Open Letter to LeBron James (Fatherless Anger)

LeBron James' greatness is fiueled partly by an absentee father. Photo Credit: Jevone Moore/Full Image 360
LeBron James’ greatness is fiueled partly by an absentee father. Photo Credit: Jevone Moore/Full Image 360

By Kenneth Braswell, Executive Director, Fathers Incorporated

Hello Beloved Brother,

My name is Kenneth Braswell, Executive Director of Fathers Incorporated. My work for the last 23 years has been in business and not-for-profit leadership on behalf of vulnerable communities and Black men and boys. Today, I read with pain, excitement, angst, horror, delight, fear, concern, and urgency what is being considered your open letter to your father. One might wonder how I could experience ALL of these emotions after reading a short post about an absent father.

It’s because, well, I am you, I was you, and I see young and mature men like us everyday that too often express there issues with their fathers in unhealthy ways. I want you to know that I both understand and empathize with how you feel and the need to express your triumph over an obstacle that you perceive is responsible for the struggles you’ve had in life. Like you, I am a Black man who’s pent-up rage for my absent father drove me to do what I believed to be the right thing, for the right reason, and with the right justification. What I’ve learned, however, is that it was ALL wrong.

All over this country, Black males are looking at, following, and emulating every move you make, because you are a model of hard work and success who encapsulates a pattern and process they can follow to achieve their own goals and success.

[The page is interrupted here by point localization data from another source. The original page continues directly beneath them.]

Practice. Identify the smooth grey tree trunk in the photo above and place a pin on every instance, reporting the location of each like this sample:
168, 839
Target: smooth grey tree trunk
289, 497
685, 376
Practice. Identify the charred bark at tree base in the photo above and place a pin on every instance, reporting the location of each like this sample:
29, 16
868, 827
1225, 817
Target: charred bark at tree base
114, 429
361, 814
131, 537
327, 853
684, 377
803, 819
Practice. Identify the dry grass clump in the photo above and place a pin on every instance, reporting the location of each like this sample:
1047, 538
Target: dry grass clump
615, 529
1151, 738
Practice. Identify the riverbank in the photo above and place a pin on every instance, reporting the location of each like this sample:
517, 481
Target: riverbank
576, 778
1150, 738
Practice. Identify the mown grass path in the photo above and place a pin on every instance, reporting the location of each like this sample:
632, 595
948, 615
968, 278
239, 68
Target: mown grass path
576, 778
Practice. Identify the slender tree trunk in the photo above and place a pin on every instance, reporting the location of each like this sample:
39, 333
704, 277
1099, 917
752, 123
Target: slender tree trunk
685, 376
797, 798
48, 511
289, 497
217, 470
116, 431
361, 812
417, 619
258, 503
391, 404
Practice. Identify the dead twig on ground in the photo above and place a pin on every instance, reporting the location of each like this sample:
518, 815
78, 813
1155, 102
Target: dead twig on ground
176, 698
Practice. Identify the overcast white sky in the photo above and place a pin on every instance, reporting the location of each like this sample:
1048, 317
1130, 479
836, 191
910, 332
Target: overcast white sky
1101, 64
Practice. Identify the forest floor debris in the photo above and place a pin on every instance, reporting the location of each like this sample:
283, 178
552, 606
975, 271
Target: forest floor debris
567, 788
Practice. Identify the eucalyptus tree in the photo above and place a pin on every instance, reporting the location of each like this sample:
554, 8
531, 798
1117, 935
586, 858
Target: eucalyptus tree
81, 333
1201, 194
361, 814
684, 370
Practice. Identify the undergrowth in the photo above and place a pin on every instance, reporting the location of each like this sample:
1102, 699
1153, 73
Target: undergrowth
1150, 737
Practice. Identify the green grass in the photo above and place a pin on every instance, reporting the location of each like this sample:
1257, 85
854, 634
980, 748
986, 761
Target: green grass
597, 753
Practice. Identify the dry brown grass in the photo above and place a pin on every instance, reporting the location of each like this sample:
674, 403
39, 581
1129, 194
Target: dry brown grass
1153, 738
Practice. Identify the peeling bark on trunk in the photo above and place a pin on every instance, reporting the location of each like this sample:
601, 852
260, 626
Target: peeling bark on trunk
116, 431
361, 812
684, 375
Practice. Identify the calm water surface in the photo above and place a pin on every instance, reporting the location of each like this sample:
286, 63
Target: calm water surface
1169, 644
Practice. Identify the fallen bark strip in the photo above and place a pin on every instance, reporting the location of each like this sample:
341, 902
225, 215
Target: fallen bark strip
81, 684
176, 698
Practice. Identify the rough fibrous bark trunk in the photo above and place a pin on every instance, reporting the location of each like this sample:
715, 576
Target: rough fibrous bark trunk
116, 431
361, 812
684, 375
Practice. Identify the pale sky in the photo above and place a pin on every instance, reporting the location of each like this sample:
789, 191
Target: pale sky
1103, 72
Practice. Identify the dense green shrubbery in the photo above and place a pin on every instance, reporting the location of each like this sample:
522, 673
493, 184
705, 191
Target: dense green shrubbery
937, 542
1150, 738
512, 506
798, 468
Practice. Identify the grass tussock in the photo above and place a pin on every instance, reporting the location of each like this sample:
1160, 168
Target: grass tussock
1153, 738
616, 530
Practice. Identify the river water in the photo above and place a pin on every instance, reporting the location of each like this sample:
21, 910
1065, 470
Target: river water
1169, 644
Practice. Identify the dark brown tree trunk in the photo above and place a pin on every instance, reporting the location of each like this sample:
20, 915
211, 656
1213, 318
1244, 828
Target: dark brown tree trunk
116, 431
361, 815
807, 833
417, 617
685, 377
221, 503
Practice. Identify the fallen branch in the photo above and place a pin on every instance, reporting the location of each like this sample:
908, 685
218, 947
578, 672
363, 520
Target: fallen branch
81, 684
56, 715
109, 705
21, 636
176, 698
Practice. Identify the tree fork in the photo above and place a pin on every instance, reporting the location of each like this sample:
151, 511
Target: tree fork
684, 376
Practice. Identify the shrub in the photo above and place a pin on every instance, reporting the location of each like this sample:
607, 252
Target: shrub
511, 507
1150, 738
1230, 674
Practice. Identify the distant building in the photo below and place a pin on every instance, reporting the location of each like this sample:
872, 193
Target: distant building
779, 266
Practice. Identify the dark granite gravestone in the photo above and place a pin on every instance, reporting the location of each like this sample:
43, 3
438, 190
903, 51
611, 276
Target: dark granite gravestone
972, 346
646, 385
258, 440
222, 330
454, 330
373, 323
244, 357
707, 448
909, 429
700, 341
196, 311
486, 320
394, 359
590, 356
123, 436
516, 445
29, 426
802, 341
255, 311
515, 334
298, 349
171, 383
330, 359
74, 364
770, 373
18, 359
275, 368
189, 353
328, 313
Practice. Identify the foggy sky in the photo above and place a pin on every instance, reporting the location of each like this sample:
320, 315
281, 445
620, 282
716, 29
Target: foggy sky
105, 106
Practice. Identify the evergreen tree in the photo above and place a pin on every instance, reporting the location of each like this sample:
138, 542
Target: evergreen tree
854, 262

Many of these same males have come to know a world where the man responsible for their existence (their fathers) did not contribute to their lives in the way they needed, desired, or deserved. This is the reason I am writing you an open letter about your Instagram post ( — I believe that your brave disclosure can bring you and others closer to understanding, forgiveness, and healing of this fatherless pain and anger. This is my prayer and heartfelt desire.

LeBron James  has proven himself to be the best player in the NBA. Photo Credit: Jevone Moore/Full Image 360
LeBron James has proven himself to be the best player in the NBA. Photo Credit: Jevone Moore/Full Image 360

If you’re like many of my friends and family you’re probably saying to yourself, “Whatever,” or, ‘Shut the $&#% up; you don’t know what you’re talking about!” That’s cool, because I said the same thing most of my life. In fact, about five months ago, I was completing a documentary called “Spit’in Anger: Venom of A Fatherless Son.” During the filming I interviewed Iyanla Vanzant, Dr.Jeff Gardere, Terrie Williams, Judge Mablean, Dr. Jeffery Shears, and even spoke to former MLB All-Star, Gary Sheffield. All the people I thought would help me tell this story of why Black men and boys harbor so much pain and anger as a result of father absence.

With your patience, allow me tell you a few important things I learned:

1. Projecting anger out is what we men often do when we aren’t shown how to constructively release our anger.
2. Anger and its negatives effects are not mutually exclusive; it is cumulative and increases exponentially, as does its negative, destructive consequences. We are hurting the people we love and ourselves by not addressing our anger.
3. Healing and appropriately releasing our anger can be difficult, but it is not impossible.

But, here is the biggest lesson I learned: The more anger towards the past we carry in our hearts, the less capable we are of loving in the present, so it is essential that fatherless sons are supported in multiple ways to address our pain and anger appropriately, and grow-up to be positive role models for all children.

Like you, I have an awesome mother, children and believe in the Word of GOD. As such, we are obligated to teach our children and model for them righteous behavior and morals, like forgiveness (which doesn’t necessarily mean establishing or entering back into a relationship that is one-sided or unsafe). It means teaching them that they will never be their best selves or offer the world their best based on the hatred of another, especially not our fathers.

I get it. Every now and then, I had to tell the world I was ok and that my father was insignificant in my life in order to suppress the fact that his absence was extremely significant in my life. I have a five-year-old son who is very fortunate given the statistics. He has had the pleasure of living his entire life with his married mother and father. Something I’d often wish for myself. Knowing what I know about my own hatred for my dad, I could never say to him that my success was fuel by my hatred for his grandfather. I did, but can’t anymore. We must always teach our boys and girls from a position of love, not distain, disgust or devaluing of another. We have all fallen short at one time or another of our potential. Too often for our Black boys; our disappointment has come at the hands of their fathers. But that doesn’t give us a blanket opportunity to hate based on information we DON’T have. You said it yourself, “I don’t know him.”

I can only ask of you to understand and possibly talk to someone that can share with you what forgiveness can do for your own elevation and continued success. Our boys are watching. Please make sure that the message you send to them isn’t one that starts with, “forget your father, look at me, I’m successful without him.” Forgiveness gives the benefit of understanding and closure.